Capital allocation. With presence in all relevant markets across the globe, management sees no need for significant capital investment. The LafargeHolcim model will be one of low capital investment and very selective outlays. Underscoring such discipline is a chief LafargeHolcim metric: The company has about 400 million metric tons of cement production capacity, and in 2014 reported utilization at about 70 percent, or 270 million tons. The goal will be “growth in the right places.”
Commercial transformation. Earnings growth through product and service differentiation; leveraging research & development and marketing & sales capabilities; and, an overall mindset of innovation.

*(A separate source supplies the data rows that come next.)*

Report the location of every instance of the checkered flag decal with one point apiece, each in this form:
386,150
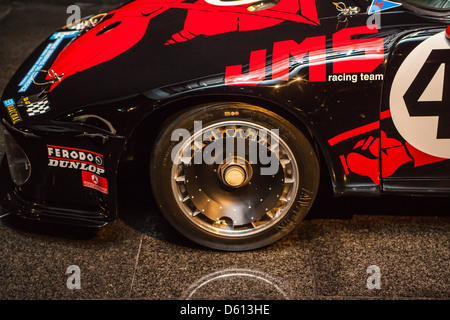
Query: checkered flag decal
38,108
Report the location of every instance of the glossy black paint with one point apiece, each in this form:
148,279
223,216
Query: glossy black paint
133,93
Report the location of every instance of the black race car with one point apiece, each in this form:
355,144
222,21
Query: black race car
237,107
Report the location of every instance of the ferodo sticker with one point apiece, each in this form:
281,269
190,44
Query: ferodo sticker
420,97
78,159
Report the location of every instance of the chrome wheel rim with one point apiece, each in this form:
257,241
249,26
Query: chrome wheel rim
232,198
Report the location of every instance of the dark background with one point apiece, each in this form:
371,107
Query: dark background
142,257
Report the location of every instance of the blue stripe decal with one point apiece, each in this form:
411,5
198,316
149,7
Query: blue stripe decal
40,63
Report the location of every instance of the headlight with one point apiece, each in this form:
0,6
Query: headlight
18,162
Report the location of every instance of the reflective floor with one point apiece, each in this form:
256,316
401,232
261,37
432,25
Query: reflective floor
404,241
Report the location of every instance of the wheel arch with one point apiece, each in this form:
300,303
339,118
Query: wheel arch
140,142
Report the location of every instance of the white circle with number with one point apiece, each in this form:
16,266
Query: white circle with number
421,130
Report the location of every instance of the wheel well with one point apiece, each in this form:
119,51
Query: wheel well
139,145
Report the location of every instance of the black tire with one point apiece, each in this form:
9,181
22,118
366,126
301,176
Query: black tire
304,157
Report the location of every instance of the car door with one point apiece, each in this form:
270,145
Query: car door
415,122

Integration. Creation of one new group with the same sets of belonging that existed within Lafarge S.A. and Holcim Ltd.—both companies sharing a deep passion for health, safety and sustainability, and possessing a high level of integrity.

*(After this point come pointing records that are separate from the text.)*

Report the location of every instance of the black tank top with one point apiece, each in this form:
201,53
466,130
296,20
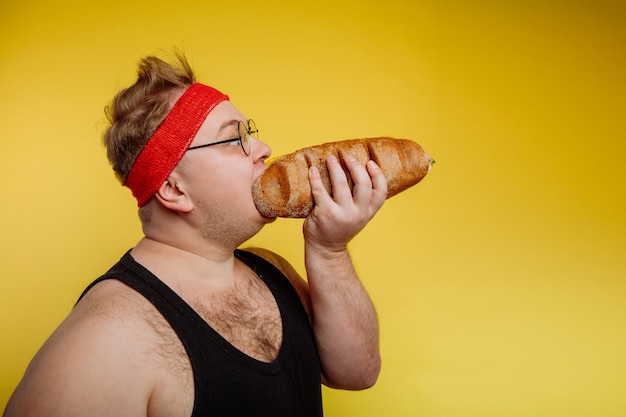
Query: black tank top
227,381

Health & safety. An overarching Lafarge S.A. and Holcim Ltd. value and “the center of our new company.”
The bulk of the savings in the synergies over a three-year horizon will be realized through reductions in target areas including capital expenditures, €400 million ($440 million); procurement, €340 million ($374 million); selling, general and administrative, €250 million ($275 million); and, operations, €200 million ($220 million). Within the 1,000-day synergies window, Olsen cites shorter term goals: structuring activities for each of the five points, 100 days; consummating all regulator-driven asset sales and related transactions, 300 days; and, completing integration process and exhibiting tangible merger results, 500 days.

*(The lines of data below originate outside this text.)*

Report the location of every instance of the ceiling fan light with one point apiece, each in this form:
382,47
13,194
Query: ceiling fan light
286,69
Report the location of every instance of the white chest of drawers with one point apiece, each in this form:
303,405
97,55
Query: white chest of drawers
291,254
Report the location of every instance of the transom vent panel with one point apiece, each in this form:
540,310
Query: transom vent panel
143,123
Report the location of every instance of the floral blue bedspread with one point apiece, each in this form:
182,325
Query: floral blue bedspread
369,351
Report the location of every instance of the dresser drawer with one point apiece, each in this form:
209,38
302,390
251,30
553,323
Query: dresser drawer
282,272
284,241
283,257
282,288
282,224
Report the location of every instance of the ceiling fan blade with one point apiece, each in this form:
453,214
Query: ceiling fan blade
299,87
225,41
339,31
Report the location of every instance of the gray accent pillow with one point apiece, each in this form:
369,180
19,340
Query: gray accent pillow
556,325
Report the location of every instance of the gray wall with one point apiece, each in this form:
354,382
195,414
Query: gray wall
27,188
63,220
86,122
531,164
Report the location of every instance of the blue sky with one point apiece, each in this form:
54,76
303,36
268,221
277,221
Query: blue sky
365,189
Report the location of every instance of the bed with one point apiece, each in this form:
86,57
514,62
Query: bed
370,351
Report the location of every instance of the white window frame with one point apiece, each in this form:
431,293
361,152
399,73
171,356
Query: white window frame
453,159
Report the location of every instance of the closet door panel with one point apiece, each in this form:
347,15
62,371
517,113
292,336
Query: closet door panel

The executive committee has a clear vision for LafargeHolcim, Olsen notes: A good corporate citizen; one that embraces diversity, values inventiveness and creativity, and is performance driven. Announcements on merger and integration related activities by country or region will be part of a Capital Markets Day for investors in December. Realization of synergies he outlined suggests certain review of the LafargeHolcim North American organization, owing to Holcim (US) Inc. and Lafarge North America headquarters offices in Waltham, Mass., and Chicago, respectively, and Lafarge Canada offices in Montreal and Calgary.